Published on 13 June 2023
Jo Furtado, RENEW PhD student
“Earlier this month I joined other PhD students from RENEW at the Red River in Cornwall to attend a guided walk led by Dr John Clarke, a co-investigator on RENEW’s Theme 2 (Community Action)…
John previously ran a research project based at the Red River, exploring how creative writing can transform our relationship with a polluted, post-industrial river. Joining us was Steve Jones, the joint coordinator for the Red River Rescuers, a lifelong advocate for wildlife in the area and an expert in Cornish insects.
The Red River has been worked by hand since Roman times, winning it the accolade of one of the most modified streams in Britain. Along with other metals, the river was important for tin mining, an industrial process which generated the red iron oxides that gave the river its name. The ghosts of this working history remain around the riverbanks today, with the abandoned chimneys and flues of arsenic production and the settling tanks of tin streaming now becoming increasingly reclaimed by vegetation.
Above: The Red River in Cornwall – a tainted waterway where nature has found a way.
Despite the historically polluted water and unnatural flow of the straightened river, these old mining works have become important habitats for flora and fauna and one of the few sites where the Scarce Blue-tailed Damselfly thrives in the UK. This blue-tail favours the shallow-watered, silty bottom of old settling tanks like those at Great Wheal Seaton, where we were lucky enough to see the juvenile orange damselfly, a green-mature female of the same species and several papery skeletons that are left clinging to reed stems once the larvae emerge as an adult, all expertly found and identified by Steve.

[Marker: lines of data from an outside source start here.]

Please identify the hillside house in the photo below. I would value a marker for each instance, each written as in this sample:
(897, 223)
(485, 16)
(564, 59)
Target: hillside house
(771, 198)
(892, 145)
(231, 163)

Above: The Common Blue Damselfly (Enallagma cyathigerum), an abundant species and resident of the Red River.
As well as damselflies, the tanks were home to a diverse mix of insects, birds and wildflowers and for this reason, the Red River raises questions about how and what we value as ‘nature’. The Red River is a very human landscape, shaped by the working hands of the generations who came before us. All that endeavour made the Red River what it is today, and this heritage is still crucial to the identity of the local communities. The scars left behind by these past chapters of human progress have been gradually co-opted by nature, becoming a stronghold for biodiversity, and even contributing to the evolution of a distinct species of trout that can withstand the polluted waters.
But today natural succession is leading to some of those habitats being lost again, engulfed by willow, gorse and other fast-growing shrubs which require continual suppression: something local groups do not have the resources to maintain. And even with nature reclaiming some parts of the river, it is still impacted by 21st-century human influence. For example, this stretch of the river, tucked beside an A-road, is heavily used by tourist traffic on its way to experience the ‘wild’ of the Cornish coast, a part of the river with sewage discharged into by water companies and a depository of our shopping trolleys, car tyres and other fly-tipped rubbish. It also provides access to green space for nearby communities, including some of the most deprived areas in Cornwall.
How do we – and who gets to – decide what is valuable from a biodiversity perspective? What do we use as a baseline for assessing what the river ‘should’ look like? Should we aim for a pre-human ideal of untouched wet woodland or maintain it for rare species like the Scarce Blue-tailed Damselfly? Should we just let nature do its thing, or should we intervene and try to manage it for the species or aesthetics we value? Who should this area serve, and how should they be involved? Such questions may not have easy answers and inevitably require compromises and workarounds, but they represent important themes that the RENEW programme is working to answer.
Above: Members of the RENEW PhD cohort 2023 with John Clarke and Steve Jones, joint coordinator for the Red River Rescuers
This experience led to some rich and thoughtful discussions during our visit. One of my takeaways came from an anecdote John told us about feeling nostalgic for the red colour of the river of his childhood – now gone, with the last tin mine closed – in essence, nostalgic for waters polluted by heavy metals.
Humans relate to landscapes in complex ways. What one person sees as spoiled, another may view as beautiful or meaningful in ways that may not be easy to understand or obvious to the outside observer. Understanding the complex relationships between people, identity, landscapes, and biodiversity is a core focus of the research of the RENEW programme, and this visit provided an excellent chance for us to explore this in a tangible way.